To produce milk, a cow must be kept almost continually pregnant. Her life is an unending cycle of sexual exploitation, deprivation and heartache, having calf after calf taken from her just hours after birth. The bond between a mother and her calf is strong and both mother and baby cry for days after their forced separation.
This painting came about as I was struggling to come to terms with a comment I always get at the end of talks and one that we all see posted on images or videos exposing cruelty in animal agriculture: “I’m going to keep eating animals and animal products but I don’t support abuse “. It always baffles and infuriates me because somehow the message got lost that all animals trapped in the animal agriculture industry – whether factory farm or small scale farm – endure abuse daily. Why do we only recognize a raised fist or a kick as abuse when much more insidious, long-term devastating abuse is overlooked? The forced separation of mother and calf that the dairy industry relies on is a perfect example. We need to stop giving ourselves a cop-out. Animal agriculture is based on ripping families apart, forcing them to exist in unnatural conditions, exploiting their reproductive systems and finally, brutally taking their lives from them. We can talk about all the welfare issues we want but at its heart, animal agriculture relies on completely taking away the freedom – and lives – of animals.
Originally from a small, farming community, I connected with farmed animals from an early age.
I’ve been an animal cruelty investigator for over a decade, working as the Canadian Head of Investigations for international animal advocacy organization Animals’ Angels, Canadian-based organizations Canadians for Ethical Treatment of Farmed Animals and the Canadian Horse Defense Coalition, and most recently as the Director of Investigations for Mercy For Animals Canada where I oversaw the completion and release of seven undercover investigations.

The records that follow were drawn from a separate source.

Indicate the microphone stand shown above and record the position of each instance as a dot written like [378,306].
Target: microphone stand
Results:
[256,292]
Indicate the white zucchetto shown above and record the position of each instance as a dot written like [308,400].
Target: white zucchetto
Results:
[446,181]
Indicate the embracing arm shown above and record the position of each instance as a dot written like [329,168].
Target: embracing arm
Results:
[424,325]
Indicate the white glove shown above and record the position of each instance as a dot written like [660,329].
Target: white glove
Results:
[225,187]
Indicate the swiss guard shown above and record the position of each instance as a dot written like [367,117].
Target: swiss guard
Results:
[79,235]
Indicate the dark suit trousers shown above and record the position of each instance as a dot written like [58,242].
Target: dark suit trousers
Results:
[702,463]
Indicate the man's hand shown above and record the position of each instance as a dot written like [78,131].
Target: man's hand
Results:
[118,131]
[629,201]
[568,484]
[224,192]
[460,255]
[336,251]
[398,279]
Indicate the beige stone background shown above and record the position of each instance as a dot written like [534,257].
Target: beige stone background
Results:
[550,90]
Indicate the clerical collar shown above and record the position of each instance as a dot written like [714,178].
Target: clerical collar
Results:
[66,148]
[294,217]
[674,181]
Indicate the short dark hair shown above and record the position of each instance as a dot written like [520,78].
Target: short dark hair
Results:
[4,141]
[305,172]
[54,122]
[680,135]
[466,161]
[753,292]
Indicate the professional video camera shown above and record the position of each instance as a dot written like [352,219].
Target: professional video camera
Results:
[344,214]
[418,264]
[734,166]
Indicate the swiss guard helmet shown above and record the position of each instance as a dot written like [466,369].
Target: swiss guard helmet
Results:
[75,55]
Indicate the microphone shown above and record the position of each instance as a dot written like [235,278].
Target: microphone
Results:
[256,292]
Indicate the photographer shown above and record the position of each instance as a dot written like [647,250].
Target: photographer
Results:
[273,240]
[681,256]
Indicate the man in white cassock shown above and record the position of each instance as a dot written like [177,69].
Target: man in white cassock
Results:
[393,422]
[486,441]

I’ve been fortunate to have a good working relationship with the media who helped provide exposure of the horrors inherent in animal agriculture through investigative pieces, including No Country for Animals (Global National), Bêtes à bord (CBC Radio-Canada), No Country for Horses (CBC National), Food for Thought (CTV W5), Cruel Business (CTV W5), Behind the Barn Door (CTV W5) and These Little Piggies (CTV W5).
All of my work – investigative and artistic – seeks to challenge our basic beliefs about farmed animals and foster a sense of compassion for all animals.